Le professioni sociali che per anni hanno contribuito a creare in Sardegna una estesa rete dei servizi alla persona, temono che l’attuale giunta regionale presieduta da Francesco Pigliaru intenda realizzare grossi passi indietro e affermare esclusivamente una profonda discontinuità rispetto alle realizzazioni degli anni passati senza proporre strategie organiche che rispondano alle nuove esigenze che esprime la popolazione. Quella che sta emergendo non è la modernità o un sistema finalmente dinamico e affidabile, ma l’approssimazione e la progettazione di programmi di intervento realizzata senza una specifica competenza in materia di servizi sociali.

Il rischio è il ritorno al sistema assistenziale residuale che molti di noi hanno conosciuto prima della legge regionale 23/2005 e prima ancora della legge 4/88 con interventi frammentati in percorsi di cura non coordinati, privi di competenze professionali, privi di strategia e di obiettivi condivisi.

Ciò che si sta consolidando nella distribuzione delle risorse e nell’individuazione delle priorità è una sorta di “rating” delle sofferenze umane di cui è difficile comprendere i criteri e la logica: si prevedono incrementi particolarmente generosi nel supporto e nella protezione di alcune condizioni patologiche, altre sono sacrificate pesantemente, senza una visione complessiva e professionale dei nuovi e dei vecchi rischi sociali presenti nella nostra Isola.
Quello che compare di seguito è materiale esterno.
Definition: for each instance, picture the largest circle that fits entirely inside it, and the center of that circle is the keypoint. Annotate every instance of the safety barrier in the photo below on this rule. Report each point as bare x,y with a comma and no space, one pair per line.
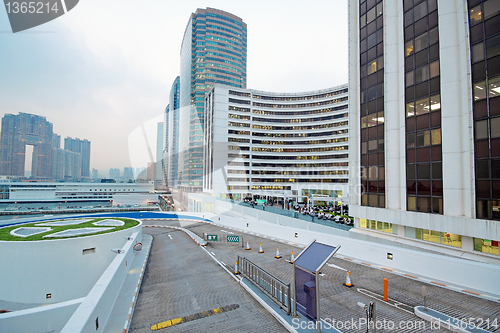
278,291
In questo modo, principalmente, si accrescono i costi e, allo stesso tempo, si riduce la copertura dei servizi assicurati alla maggioranza della popolazione, si riduce l’equità nella distribuzione delle prestazioni tra i vari gruppi sociali e nelle varie fasi di vita.

Proteste, incontri e dibattiti pubblici non sono riusciti ad invertire decisioni prive di ragionevolezza che hanno sospeso per mesi e successivamente ridotto i finanziamenti annuali che la Regione assicurava regolarmente da più di dieci anni alle comunità per l’accoglienza di giovani e adulti sottoposti a misure restrittive, alle case di accoglienza e ai centri antiviolenza. Rinvii e proroghe, provvedimenti parziali e inadeguati stanno erodendo ogni eccellenza e l’organicità dei programmi regionali su cui si fondano le politiche sociali in Sardegna.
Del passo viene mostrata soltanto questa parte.